Upon the face of this stone are people. We will call them sculptors, though they go by many different names: Artists, writers, painters, dancers, singers, songwriters, chefs, architects, musicians, scientists, etc. They are of all shape, sizes, color, nationality, and religion. Each day these sculptors work upon the surface of the stone, battering and hammering into the hard face with their tools. Their goal is to affect the stone in such a way that when it reaches soil below it will use its massive weight to stamp an impression into the dirt that will last year after year beyond its passage. Some sculptors work singularly, some work in large groups. The work is hot, heavy, and dangerous. The very top is the safest place to work, and that is where you’ll find most of the sculptors, but the stone remains underneath that area for only a short time. Those that wish to influence a particular section beyond that short moment, must invent ropes and pulleys and other contraptions to hold themselves to the ever rotating surface while they work. If you start too early you’ll discover that the stone, fresh from compacting the soil, is embedded in a thick layer of dirt. If you stay too late upon the other side you risk the very real chance of being crushed by your own work. Every year the stone in its undying rotation creates hundreds if not thousands of casualties. The price for inattention is high.

All of humanity is deeply interested in what the sculptors do, but the vast majority do not live upon the stone. Either they find the work disinteresting, too dangerous, or perhaps they have some other reason. Instead, most people live in the impressions left behind by the passage of the stone, for as the stone moves it leaves behind vast buildings made of compressed soil, some so large they become massive unending cities. Also left behind are sculptures, and trees, comfortably shaded benches to sit upon, toys for children and adults, pools, and roads, auditoriums, and churches, and cathedrals, cars and trains, musical instruments of every style, and vast platforms that twist and swirl for dancers to perform upon.  All that is needed is a little bit of scrubbing, and a little bit of digging, and the impressions from the stone can be made livable. Don’t like the house you’re in? Wait a year and try the next version. Hopefully, the architect up on the stone will listen to your requests. Of course, you can always pay them, for many of the sculptors are paid by the people below to create things for their use. Not all sculptors are paid. Some work for the joy, or desire. Some for the notoriety. It is said that one sculptor, by the name of Jesus, hit a crack in the face at just the right moment that it caused a massive avalanche of stone to fall. You can still see the impression of his work today. Some claim this Jesus was buried in the rubble of his own creation, and popped up, alive and healthy, three days later on the other side. His own work sheltering him from the weight of the stone. Alas, no one can travel back that far in the stone’s wake and check. 

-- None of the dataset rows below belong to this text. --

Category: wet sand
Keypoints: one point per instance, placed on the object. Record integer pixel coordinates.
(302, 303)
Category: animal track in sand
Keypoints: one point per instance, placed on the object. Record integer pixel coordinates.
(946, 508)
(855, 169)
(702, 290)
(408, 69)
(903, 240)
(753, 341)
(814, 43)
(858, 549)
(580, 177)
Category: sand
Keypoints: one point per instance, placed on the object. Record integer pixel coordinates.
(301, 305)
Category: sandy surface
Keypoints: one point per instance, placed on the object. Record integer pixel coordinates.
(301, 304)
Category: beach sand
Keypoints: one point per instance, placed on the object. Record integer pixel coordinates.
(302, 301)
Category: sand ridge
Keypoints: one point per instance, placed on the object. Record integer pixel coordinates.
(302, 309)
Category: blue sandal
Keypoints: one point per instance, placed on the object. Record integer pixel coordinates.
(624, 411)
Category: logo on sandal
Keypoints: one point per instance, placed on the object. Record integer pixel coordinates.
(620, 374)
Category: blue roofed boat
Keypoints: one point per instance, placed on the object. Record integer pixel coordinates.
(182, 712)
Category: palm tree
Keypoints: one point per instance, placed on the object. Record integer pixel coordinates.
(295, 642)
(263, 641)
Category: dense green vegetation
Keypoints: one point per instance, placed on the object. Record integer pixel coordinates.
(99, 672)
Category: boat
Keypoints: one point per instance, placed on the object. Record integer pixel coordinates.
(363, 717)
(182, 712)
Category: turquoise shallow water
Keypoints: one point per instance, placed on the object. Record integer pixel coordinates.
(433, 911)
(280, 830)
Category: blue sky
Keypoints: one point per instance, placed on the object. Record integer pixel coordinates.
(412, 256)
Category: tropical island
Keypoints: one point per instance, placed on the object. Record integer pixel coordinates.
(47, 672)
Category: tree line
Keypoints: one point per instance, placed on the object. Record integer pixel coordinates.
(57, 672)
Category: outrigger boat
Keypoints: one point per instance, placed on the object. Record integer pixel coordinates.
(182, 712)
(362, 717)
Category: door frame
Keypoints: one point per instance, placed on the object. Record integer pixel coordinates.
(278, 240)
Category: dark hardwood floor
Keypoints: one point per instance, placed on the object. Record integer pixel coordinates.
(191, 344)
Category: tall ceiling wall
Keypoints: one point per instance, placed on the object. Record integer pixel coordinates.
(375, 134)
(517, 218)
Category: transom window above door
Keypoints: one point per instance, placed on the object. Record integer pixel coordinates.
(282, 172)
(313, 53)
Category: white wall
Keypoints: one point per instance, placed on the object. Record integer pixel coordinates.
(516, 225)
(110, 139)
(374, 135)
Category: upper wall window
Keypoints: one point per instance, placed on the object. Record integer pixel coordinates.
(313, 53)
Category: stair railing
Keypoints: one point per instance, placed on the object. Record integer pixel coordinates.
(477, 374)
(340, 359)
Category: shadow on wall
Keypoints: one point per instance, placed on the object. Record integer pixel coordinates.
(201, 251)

This, then, is our culture. The stone. It is both something that concerns us all, and yet is something we can also contribute to. It is the most democratic of mediums, although some groups do in fact limit who among them can work its surface. Some people by hammering away find great success, but the vast majority of sculptors do not. Most know of the stone only by the impression it leaves behind. Some live so far from the stone that they have never seen its motion. By now, the entire surface of the stone has been marked by humanity, much of it for thousands of rotations. That doesn’t mean one cannot go in and try to reshape any area they desire, but the stone is hard, and the work is difficult, and there might be just as many sculptors wishing to carve the stone in the entirely opposite direction. The battle is the work, and the work is the battle, and all of us, all of humanity, are affected by the outcome.